Subcutaneous fat is the fat that’s just under the skin and is the type that’s found padding out the hips, thighs and buttocks.

Tip: Did you know that you can burn fat and shrink your waistline simply by making smart low GI carb choices.


Be waist wise and measure up

  • Stand in front of a mirror in bare feet (or socks) and measure directly against your skin.
  • Use a flexible tape measure that’s made of a material that’s not easily stretched.
  • Wrap the tape measure around your waist halfway between the top of your hip bone and your lowest rib.

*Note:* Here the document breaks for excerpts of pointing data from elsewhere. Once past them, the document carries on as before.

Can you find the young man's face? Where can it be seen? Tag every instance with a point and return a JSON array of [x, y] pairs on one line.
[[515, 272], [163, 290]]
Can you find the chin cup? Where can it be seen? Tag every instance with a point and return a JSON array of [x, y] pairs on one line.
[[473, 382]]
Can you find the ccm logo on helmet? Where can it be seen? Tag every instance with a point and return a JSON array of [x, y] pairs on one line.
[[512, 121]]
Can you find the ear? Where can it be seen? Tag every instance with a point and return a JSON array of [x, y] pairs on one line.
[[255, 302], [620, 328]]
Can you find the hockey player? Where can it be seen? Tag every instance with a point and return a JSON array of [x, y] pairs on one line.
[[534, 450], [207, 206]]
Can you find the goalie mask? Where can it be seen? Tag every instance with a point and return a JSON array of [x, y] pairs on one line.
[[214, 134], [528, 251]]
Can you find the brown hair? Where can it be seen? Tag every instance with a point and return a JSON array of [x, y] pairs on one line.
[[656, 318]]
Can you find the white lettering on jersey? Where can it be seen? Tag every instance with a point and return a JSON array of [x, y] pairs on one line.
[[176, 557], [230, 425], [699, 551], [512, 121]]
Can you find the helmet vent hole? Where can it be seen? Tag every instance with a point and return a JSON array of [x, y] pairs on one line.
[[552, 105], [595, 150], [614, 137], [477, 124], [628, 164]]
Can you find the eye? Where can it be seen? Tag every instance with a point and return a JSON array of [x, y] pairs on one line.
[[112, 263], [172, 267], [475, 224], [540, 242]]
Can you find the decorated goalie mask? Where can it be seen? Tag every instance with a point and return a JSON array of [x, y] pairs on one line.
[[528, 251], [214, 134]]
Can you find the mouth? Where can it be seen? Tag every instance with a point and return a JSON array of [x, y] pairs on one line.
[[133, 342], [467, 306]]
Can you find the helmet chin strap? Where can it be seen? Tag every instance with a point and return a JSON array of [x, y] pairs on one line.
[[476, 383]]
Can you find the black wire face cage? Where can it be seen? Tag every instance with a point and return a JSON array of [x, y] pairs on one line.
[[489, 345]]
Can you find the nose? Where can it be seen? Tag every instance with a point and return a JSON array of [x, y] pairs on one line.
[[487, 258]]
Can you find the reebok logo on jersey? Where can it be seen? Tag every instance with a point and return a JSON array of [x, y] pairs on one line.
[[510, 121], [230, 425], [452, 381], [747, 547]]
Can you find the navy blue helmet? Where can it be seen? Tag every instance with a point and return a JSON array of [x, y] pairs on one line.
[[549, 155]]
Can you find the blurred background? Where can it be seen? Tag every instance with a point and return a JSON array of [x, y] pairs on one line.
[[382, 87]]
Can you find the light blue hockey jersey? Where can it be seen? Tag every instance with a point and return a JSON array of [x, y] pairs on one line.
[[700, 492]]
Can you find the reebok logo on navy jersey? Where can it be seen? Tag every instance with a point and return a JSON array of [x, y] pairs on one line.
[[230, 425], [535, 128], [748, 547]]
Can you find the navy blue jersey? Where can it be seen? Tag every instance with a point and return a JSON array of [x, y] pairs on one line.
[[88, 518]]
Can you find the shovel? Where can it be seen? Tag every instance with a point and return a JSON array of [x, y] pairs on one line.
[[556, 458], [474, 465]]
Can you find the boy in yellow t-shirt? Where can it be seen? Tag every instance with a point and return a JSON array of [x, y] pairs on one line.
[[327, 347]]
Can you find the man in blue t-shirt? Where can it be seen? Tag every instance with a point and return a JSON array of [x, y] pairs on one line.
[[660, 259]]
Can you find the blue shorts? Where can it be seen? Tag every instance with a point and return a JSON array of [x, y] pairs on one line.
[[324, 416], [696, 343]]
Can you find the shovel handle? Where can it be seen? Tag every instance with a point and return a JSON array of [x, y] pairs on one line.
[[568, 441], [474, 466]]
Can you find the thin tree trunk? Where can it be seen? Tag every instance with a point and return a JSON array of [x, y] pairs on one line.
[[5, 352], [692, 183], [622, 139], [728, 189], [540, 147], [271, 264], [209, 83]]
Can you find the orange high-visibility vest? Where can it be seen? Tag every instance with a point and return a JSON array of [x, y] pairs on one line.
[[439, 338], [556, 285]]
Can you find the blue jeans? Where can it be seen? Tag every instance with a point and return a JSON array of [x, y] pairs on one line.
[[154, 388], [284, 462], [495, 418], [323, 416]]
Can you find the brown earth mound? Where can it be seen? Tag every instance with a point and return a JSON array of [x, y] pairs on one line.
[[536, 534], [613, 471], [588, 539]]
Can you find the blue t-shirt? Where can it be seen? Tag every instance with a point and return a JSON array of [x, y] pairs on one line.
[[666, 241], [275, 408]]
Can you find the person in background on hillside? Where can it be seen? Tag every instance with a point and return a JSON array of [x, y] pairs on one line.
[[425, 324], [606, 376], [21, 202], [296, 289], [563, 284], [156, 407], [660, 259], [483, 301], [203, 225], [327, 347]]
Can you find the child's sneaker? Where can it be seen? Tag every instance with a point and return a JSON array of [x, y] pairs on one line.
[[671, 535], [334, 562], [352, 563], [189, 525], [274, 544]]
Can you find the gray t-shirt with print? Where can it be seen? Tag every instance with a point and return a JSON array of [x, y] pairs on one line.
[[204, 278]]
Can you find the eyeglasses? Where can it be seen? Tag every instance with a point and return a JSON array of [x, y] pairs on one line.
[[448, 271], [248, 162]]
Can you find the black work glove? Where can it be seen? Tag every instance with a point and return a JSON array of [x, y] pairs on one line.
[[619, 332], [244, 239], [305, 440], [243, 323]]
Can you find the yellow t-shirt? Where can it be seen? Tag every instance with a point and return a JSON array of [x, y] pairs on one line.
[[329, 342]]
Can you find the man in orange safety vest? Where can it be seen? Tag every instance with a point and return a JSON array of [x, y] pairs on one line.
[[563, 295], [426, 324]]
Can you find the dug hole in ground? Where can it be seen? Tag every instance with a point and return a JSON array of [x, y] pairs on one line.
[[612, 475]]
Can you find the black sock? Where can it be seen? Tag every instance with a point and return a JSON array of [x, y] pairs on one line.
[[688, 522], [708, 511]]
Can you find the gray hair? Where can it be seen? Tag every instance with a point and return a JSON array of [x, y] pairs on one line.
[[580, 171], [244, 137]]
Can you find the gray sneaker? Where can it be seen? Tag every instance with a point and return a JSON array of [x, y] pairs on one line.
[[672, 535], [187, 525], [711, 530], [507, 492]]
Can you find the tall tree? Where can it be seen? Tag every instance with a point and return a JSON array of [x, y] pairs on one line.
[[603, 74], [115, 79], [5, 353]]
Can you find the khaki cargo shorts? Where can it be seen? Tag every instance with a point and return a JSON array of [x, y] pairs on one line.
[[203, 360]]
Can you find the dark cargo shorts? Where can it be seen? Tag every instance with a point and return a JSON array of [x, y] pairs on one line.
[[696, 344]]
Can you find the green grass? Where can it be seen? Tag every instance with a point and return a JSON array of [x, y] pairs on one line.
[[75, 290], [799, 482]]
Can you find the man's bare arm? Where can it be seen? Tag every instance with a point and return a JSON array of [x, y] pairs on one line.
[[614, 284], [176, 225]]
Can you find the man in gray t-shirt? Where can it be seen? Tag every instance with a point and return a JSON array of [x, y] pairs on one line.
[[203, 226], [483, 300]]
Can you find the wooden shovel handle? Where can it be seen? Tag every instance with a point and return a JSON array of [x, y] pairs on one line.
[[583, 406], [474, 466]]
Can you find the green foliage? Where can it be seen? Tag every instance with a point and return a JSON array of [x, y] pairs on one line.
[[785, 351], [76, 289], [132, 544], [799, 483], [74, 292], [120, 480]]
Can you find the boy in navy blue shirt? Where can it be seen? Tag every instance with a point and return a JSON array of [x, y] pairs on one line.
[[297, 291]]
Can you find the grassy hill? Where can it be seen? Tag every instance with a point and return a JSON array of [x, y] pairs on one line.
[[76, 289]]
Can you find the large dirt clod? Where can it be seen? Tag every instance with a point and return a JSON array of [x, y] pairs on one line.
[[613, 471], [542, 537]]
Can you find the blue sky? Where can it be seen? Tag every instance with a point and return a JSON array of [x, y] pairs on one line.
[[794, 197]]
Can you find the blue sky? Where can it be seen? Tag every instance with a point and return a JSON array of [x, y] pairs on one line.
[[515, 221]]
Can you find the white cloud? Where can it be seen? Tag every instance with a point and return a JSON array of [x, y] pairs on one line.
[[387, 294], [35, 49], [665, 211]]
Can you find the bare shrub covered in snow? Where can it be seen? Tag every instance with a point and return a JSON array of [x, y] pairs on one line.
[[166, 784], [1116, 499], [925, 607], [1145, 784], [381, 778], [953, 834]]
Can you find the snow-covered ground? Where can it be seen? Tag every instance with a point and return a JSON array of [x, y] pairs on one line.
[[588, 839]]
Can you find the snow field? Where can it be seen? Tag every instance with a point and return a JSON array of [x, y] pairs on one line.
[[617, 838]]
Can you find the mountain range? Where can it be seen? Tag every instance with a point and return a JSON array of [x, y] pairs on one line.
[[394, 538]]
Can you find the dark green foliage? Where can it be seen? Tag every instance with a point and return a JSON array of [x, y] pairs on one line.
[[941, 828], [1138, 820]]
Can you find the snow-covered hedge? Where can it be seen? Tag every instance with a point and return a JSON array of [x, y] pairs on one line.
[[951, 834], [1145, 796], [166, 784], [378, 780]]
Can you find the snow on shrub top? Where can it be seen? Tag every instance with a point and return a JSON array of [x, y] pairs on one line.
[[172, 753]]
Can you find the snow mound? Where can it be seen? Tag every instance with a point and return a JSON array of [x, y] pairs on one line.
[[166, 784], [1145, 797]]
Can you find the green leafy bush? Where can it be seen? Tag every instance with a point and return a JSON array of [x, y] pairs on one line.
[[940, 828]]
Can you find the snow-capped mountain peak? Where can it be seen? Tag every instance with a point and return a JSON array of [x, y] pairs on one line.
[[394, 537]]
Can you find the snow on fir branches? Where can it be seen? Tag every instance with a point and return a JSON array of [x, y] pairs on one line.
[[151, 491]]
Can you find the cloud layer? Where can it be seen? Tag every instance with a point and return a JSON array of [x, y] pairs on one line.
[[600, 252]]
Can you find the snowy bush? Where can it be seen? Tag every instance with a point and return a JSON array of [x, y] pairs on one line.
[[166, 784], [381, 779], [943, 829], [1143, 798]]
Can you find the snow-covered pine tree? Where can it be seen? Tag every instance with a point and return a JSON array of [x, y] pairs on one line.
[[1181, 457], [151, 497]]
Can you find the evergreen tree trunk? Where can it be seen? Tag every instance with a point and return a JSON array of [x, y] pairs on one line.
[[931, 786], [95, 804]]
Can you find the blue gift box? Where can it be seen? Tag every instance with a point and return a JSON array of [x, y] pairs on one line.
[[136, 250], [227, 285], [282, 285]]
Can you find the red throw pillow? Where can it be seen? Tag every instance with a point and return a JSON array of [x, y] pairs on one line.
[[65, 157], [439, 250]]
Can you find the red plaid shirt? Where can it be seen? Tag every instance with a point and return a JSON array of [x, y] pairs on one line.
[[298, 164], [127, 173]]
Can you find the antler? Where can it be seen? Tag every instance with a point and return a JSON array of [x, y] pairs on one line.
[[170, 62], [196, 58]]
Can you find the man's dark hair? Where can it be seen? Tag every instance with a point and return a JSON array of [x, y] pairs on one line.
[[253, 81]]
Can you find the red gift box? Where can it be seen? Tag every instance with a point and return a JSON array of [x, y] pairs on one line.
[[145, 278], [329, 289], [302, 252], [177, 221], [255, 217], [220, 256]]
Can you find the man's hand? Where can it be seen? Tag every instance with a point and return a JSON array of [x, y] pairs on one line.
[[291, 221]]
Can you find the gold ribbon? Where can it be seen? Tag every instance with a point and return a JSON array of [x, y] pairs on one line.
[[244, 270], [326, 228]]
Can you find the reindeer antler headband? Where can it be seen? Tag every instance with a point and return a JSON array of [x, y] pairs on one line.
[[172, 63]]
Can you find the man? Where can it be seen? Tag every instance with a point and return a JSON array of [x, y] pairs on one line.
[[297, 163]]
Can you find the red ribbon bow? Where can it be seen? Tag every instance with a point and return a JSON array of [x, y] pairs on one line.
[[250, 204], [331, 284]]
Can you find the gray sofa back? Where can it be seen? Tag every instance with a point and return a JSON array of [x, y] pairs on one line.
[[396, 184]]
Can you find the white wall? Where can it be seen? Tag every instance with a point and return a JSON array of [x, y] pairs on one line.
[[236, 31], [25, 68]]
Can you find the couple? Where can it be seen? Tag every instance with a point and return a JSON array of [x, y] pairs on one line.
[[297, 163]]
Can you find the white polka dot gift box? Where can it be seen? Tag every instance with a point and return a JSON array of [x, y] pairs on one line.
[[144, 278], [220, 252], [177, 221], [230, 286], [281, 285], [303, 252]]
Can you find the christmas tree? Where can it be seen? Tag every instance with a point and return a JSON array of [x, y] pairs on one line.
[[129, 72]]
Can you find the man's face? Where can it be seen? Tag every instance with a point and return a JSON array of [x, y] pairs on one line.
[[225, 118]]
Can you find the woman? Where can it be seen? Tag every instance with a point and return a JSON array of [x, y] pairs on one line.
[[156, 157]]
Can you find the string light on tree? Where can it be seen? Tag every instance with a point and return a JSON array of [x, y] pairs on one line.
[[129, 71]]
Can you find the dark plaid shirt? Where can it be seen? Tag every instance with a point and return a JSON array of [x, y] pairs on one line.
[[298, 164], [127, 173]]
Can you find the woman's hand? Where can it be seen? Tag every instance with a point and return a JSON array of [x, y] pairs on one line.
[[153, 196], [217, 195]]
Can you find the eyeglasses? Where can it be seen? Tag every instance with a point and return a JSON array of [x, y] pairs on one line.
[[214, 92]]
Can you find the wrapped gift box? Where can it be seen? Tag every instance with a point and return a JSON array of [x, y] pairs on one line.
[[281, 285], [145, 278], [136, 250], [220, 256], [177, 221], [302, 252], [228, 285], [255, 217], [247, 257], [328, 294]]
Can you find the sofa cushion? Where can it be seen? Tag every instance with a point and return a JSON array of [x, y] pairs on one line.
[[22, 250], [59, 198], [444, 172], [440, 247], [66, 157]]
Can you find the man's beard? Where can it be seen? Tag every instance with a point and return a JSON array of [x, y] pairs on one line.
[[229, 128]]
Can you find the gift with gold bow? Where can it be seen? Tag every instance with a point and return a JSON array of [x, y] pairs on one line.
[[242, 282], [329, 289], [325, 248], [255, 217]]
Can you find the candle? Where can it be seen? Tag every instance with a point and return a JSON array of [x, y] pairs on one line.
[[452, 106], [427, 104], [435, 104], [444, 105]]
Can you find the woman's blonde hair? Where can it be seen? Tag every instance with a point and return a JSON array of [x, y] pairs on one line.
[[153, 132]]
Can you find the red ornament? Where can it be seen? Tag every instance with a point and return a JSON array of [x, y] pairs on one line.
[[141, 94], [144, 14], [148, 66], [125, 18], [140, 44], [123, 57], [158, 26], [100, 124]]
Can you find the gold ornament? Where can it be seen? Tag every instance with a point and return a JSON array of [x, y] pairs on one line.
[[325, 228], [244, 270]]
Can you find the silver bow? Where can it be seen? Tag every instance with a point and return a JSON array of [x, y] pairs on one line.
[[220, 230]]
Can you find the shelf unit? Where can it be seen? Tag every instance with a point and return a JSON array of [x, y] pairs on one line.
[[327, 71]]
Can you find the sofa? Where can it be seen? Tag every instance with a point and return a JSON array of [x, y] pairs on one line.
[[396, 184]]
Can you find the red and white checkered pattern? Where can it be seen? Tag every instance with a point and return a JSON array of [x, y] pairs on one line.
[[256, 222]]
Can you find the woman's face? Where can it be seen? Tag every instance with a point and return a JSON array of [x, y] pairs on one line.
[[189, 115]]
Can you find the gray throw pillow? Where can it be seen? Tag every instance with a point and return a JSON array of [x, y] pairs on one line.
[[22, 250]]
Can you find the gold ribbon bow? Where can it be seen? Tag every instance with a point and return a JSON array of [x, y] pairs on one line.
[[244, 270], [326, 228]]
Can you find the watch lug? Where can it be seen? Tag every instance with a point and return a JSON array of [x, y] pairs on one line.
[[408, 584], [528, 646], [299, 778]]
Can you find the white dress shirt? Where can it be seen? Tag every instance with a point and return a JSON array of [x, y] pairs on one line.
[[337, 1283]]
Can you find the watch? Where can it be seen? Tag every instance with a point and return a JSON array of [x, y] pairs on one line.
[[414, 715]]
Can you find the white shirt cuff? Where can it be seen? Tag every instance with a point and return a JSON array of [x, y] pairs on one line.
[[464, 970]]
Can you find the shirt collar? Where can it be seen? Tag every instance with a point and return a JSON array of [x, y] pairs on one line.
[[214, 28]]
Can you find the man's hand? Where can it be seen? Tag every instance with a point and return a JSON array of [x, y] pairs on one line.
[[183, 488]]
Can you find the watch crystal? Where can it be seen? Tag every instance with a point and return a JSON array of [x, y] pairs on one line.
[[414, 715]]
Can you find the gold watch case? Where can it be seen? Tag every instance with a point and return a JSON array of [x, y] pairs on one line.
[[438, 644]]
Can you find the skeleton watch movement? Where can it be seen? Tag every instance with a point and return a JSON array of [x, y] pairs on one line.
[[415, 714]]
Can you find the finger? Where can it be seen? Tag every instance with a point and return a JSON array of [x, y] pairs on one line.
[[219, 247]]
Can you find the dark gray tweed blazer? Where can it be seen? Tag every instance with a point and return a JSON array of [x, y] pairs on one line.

On men, this may be roughly in line with the tummy button (umbilicus).
  • Stand up straight and breathe out normally as you pull the tape so that it is firm against your body, but isn’t squeezing into your skin (that’s cheating). Sucking in your breath is cheating too.
  • You may like to measure up a couple of times to double check.

Did you know? Standing on the scales tells you how much you weigh, but not how much of that is fat and how much is muscle. The tape measure gives you a better indication of body fat and whether you have a healthy or a hazardous waist.

Do you have a healthy waist or a harmful waist?

MEN (over 19 years of age)

Healthy waist Hazardous waist Harmful waist
Up to 94 cm

94 to 102 cm

Over 102 cm

WOMEN (over 19 years of age)

Healthy waist Hazardous waist Harmful waist
Up to 80 cm

80 to 88 cm

Over 88 cm

It’s not one size fits all. These waist measurements are for men and women from a European background and for women from Asian and South Asian backgrounds.

Recommended waist measurements for:

  • Men from an Asian or South Asian background and men and women from an Aboriginal background may be a few centimetres lower than this, and
  • Men and women from a Pacific and Torres Strait Islander background may be a few centimetres higher than this.